When selling your business, you need to advertise it without any identifying features. Instead of Bob’s Repair Shop, for example, you market it as "Busy Car Repair Shop". Make sure you don’t include any financial or location information that could easily identify your business.
Next, when people are interested and need more information, ask them to sign a confidentiality agreement before moving forward. This is standard in the business sale process, and serious buyers expect this requirement. Even at this stage, identifying information can be obscured, with more details being released as the buyer decides to go forward.

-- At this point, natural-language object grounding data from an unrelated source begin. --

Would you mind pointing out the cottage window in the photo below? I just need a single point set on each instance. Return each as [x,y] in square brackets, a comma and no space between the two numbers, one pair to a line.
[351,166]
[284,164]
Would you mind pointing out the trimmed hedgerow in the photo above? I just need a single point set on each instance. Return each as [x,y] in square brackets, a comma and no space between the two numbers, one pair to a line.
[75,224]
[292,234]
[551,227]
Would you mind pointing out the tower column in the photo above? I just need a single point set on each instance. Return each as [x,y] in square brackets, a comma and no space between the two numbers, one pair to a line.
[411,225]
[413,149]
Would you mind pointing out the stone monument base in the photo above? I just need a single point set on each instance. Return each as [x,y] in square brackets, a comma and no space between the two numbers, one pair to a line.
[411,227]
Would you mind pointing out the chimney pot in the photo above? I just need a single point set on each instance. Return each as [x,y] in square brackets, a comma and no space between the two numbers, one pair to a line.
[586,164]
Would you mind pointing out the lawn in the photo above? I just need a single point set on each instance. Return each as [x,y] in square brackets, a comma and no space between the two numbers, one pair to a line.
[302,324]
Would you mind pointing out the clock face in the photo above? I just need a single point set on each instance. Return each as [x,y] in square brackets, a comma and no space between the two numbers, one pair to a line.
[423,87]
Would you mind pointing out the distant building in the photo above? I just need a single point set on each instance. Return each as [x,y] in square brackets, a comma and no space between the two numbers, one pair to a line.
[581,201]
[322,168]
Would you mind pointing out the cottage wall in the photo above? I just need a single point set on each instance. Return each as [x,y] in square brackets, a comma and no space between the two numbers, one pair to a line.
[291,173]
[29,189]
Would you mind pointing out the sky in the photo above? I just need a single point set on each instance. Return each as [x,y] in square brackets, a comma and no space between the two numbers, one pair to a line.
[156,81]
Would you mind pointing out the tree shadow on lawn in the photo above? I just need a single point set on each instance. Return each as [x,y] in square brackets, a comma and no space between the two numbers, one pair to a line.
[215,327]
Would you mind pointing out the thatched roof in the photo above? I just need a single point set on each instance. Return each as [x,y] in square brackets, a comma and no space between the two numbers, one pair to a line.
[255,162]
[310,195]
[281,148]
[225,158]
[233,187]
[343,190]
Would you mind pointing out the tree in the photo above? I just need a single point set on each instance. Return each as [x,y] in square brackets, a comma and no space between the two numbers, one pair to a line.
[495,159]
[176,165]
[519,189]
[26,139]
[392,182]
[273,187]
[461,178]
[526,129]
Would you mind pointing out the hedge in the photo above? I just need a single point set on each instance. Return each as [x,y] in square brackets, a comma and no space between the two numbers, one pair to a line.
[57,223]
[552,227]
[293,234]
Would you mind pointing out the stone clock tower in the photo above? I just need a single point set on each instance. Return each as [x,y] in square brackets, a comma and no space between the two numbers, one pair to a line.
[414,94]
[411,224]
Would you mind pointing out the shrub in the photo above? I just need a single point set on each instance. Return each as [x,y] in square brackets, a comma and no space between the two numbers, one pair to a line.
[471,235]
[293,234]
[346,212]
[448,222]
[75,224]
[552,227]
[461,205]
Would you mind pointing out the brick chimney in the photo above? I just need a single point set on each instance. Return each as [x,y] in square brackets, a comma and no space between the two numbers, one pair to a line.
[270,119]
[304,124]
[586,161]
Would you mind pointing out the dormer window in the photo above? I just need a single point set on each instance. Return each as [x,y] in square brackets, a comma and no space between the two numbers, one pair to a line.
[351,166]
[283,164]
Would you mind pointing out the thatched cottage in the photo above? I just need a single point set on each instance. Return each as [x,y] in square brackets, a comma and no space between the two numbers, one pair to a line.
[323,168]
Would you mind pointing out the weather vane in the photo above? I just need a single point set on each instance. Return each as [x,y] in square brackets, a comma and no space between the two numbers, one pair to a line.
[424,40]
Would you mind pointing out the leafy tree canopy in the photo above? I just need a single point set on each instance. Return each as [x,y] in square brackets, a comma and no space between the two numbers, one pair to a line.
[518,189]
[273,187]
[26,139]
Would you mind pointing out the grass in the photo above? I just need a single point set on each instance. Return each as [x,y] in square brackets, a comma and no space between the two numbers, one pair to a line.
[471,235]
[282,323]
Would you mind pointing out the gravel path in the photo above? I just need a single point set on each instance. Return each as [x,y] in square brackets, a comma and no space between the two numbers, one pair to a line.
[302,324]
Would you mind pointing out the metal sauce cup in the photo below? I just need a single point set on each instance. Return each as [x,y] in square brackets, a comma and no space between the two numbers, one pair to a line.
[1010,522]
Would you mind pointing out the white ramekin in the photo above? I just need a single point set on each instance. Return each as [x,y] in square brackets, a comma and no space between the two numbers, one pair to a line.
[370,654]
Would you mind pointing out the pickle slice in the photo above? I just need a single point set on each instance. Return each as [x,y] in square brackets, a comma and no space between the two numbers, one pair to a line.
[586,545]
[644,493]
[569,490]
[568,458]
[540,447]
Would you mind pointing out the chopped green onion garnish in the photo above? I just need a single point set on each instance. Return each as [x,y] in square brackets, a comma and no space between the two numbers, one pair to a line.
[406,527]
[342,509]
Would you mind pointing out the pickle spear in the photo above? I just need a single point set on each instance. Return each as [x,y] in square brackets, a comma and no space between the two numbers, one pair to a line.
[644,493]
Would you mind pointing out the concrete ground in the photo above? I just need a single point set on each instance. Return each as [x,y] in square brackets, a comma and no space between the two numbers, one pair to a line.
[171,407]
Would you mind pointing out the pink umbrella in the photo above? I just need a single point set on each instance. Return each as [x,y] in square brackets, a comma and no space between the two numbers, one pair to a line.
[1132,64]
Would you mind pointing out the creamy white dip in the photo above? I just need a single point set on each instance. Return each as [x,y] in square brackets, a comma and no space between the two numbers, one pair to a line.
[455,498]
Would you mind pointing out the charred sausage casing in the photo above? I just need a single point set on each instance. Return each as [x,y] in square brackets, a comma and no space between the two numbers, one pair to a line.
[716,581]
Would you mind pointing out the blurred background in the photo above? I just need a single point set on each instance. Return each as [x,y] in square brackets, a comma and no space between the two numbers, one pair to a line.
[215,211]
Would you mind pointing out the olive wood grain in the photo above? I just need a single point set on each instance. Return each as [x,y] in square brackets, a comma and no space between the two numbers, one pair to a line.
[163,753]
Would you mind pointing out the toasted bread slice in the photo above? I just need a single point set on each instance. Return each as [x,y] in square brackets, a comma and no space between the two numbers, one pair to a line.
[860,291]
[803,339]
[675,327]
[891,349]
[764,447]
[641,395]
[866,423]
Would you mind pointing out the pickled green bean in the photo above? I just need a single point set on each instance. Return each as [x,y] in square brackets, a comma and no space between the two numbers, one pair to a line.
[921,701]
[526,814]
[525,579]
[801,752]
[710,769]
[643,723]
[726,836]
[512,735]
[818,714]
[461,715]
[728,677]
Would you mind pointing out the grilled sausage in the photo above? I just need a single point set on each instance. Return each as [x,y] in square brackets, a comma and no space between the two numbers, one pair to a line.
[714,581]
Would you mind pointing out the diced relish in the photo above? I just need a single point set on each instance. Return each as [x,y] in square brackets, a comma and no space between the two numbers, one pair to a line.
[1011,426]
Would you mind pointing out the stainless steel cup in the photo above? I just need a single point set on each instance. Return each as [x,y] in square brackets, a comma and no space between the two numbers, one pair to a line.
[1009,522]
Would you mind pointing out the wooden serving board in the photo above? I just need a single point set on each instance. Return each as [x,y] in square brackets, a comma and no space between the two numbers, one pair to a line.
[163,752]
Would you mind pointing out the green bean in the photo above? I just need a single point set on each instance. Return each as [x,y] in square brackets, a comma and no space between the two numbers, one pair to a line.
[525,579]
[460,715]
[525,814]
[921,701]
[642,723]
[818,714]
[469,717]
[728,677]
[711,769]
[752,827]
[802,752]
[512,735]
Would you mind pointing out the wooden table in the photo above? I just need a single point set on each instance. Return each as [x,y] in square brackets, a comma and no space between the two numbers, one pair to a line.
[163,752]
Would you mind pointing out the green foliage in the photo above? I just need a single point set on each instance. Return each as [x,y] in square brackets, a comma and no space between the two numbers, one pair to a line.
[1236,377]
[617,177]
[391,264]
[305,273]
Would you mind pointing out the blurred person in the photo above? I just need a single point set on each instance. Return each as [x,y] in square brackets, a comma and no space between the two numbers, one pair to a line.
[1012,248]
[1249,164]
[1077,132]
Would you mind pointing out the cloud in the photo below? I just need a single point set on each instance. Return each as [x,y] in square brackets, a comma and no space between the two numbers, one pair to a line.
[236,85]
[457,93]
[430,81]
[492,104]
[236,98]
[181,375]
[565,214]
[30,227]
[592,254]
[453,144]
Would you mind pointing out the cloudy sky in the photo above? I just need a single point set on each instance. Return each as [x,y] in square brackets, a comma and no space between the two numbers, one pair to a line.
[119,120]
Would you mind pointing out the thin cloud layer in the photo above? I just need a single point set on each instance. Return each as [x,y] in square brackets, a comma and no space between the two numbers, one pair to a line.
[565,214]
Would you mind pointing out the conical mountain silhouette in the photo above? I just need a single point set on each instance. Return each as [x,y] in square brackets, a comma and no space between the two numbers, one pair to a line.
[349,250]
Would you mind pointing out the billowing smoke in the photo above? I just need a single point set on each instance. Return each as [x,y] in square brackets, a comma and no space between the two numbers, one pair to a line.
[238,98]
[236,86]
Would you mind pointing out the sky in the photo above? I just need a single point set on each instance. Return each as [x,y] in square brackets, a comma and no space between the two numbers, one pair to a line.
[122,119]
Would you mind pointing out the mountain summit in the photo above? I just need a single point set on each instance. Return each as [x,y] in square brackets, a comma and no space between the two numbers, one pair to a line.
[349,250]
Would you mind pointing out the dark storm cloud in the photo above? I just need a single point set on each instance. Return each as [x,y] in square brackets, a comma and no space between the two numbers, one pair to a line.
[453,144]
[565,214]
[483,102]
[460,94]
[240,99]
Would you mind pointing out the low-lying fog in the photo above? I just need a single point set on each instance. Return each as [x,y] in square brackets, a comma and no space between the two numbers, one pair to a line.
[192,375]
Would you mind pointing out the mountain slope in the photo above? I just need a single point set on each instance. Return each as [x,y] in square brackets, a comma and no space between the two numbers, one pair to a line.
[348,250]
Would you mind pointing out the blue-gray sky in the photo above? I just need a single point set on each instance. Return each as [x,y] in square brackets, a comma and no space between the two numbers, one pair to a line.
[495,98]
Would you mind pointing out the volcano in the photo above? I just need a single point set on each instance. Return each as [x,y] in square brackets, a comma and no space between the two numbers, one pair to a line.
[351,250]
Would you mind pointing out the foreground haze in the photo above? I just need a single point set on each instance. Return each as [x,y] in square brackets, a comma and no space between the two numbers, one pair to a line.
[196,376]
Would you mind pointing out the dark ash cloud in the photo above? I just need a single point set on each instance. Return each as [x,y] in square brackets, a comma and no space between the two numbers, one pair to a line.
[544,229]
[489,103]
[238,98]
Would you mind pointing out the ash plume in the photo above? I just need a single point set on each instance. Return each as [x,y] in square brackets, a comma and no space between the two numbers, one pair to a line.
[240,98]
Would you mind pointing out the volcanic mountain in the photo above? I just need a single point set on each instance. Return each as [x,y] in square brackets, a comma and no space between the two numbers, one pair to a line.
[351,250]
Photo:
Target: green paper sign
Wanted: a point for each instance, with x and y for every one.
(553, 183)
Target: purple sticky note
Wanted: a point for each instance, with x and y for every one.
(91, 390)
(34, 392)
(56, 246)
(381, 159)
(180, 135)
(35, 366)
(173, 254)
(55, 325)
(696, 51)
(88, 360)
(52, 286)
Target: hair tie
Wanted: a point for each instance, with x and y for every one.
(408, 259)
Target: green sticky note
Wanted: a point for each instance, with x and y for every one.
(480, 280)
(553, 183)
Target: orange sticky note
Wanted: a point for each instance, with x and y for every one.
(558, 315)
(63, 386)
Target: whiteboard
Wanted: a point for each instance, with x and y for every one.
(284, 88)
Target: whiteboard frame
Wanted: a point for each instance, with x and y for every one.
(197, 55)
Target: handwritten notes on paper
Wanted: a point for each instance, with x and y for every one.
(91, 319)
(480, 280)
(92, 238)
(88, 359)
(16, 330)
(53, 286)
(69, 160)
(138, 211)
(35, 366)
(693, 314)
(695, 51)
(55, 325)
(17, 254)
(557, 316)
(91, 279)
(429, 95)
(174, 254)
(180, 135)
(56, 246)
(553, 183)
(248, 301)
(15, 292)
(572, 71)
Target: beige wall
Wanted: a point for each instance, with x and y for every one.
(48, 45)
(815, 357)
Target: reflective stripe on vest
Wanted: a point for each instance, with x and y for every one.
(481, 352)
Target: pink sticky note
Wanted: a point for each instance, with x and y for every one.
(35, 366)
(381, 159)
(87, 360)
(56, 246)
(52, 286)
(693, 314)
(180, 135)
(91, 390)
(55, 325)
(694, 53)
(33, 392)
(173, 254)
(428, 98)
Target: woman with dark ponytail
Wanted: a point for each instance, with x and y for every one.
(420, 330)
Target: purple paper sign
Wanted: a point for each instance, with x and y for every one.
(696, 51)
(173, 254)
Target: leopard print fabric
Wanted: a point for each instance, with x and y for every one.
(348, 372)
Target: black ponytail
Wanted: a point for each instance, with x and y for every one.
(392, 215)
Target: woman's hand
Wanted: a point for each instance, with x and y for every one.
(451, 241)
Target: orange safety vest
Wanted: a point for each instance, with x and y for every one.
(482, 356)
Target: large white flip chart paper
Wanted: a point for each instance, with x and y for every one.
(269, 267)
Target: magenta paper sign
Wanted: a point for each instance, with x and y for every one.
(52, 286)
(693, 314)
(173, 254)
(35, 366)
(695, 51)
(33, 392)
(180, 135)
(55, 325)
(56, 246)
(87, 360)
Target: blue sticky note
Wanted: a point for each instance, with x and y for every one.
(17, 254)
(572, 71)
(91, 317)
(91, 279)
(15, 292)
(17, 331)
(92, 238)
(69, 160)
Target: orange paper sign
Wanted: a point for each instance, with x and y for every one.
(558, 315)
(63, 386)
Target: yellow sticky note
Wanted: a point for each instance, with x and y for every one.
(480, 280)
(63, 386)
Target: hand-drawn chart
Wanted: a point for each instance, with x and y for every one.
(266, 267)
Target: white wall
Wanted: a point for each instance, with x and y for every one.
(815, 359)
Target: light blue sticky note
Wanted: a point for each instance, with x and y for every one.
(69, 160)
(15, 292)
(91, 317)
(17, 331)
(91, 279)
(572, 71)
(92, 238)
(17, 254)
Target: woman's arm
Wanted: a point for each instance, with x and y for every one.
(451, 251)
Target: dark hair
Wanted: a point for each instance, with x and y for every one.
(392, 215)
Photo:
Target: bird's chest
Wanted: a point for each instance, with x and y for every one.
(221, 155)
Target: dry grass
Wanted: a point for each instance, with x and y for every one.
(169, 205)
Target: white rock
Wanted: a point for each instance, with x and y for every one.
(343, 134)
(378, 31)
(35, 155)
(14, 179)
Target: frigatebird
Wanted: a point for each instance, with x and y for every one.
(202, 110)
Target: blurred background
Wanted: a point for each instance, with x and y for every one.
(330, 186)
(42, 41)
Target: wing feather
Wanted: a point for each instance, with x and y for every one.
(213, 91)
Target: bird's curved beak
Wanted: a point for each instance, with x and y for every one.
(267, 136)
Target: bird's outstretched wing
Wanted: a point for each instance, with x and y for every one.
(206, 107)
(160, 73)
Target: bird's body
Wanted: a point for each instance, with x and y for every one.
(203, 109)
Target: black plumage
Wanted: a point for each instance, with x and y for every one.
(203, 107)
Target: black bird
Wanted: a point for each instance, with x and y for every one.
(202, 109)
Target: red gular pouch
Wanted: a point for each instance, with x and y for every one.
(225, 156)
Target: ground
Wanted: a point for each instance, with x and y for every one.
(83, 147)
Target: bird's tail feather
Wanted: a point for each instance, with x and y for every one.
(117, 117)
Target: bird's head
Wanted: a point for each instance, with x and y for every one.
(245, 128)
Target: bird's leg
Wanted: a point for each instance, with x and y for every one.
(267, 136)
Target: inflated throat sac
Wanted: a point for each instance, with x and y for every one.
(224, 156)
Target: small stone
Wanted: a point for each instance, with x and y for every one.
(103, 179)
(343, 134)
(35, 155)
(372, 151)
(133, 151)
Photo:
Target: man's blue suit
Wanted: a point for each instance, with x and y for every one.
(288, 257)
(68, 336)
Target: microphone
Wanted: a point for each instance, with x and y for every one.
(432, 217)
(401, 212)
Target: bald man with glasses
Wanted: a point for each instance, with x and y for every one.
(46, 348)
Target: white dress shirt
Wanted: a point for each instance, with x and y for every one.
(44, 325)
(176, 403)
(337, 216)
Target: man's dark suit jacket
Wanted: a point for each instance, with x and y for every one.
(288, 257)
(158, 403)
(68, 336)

There are some exceptions to this rule. If you have a well-known brand, revealing your business name may bring in more interest and higher offers.
Role of brokers
Working with a LINK business broker adds another layer to your confidentiality protection. Your LINK business broker acts as an intermediary, interacting with any prospective buyers. This allows your identity to remain obscured on the off-chance that someone you know is interested in buying the business. Additionally, LINK brokers are experienced in speaking about businesses in vague yet accurate terms, so they can market the business while retaining confidentiality.
LINK business brokers also pre-qualify potential buyers, ensuring they are serious and have the funds to purchase before revealing any information. The fewer people who know about your plans, the less chance there is that the news will get out.
Perhaps the biggest advantage of a LINK business broker is the experience they have in protecting sellers’ confidentiality. Because they're selling businesses all the time, they know how to obscure identifying information in advertisements and selling memorandums. They work with confidentiality agreements every day and understand them. Brokers also know how to reveal information slowly and when it’s vital to tell a prospective buyer something to secure a sale. Most importantly, they have processes and procedures in place to ensure confidentiality is maintained.
Confidentiality is one of the most important aspects of your sale. Many business owners who are selling a business for the first time aren't aware of how essential it is in order to achieve a good price and closing a sale. Make sure you keep the sale a secret and look for help from experienced business brokers to maintain confidentiality throughout the sales process.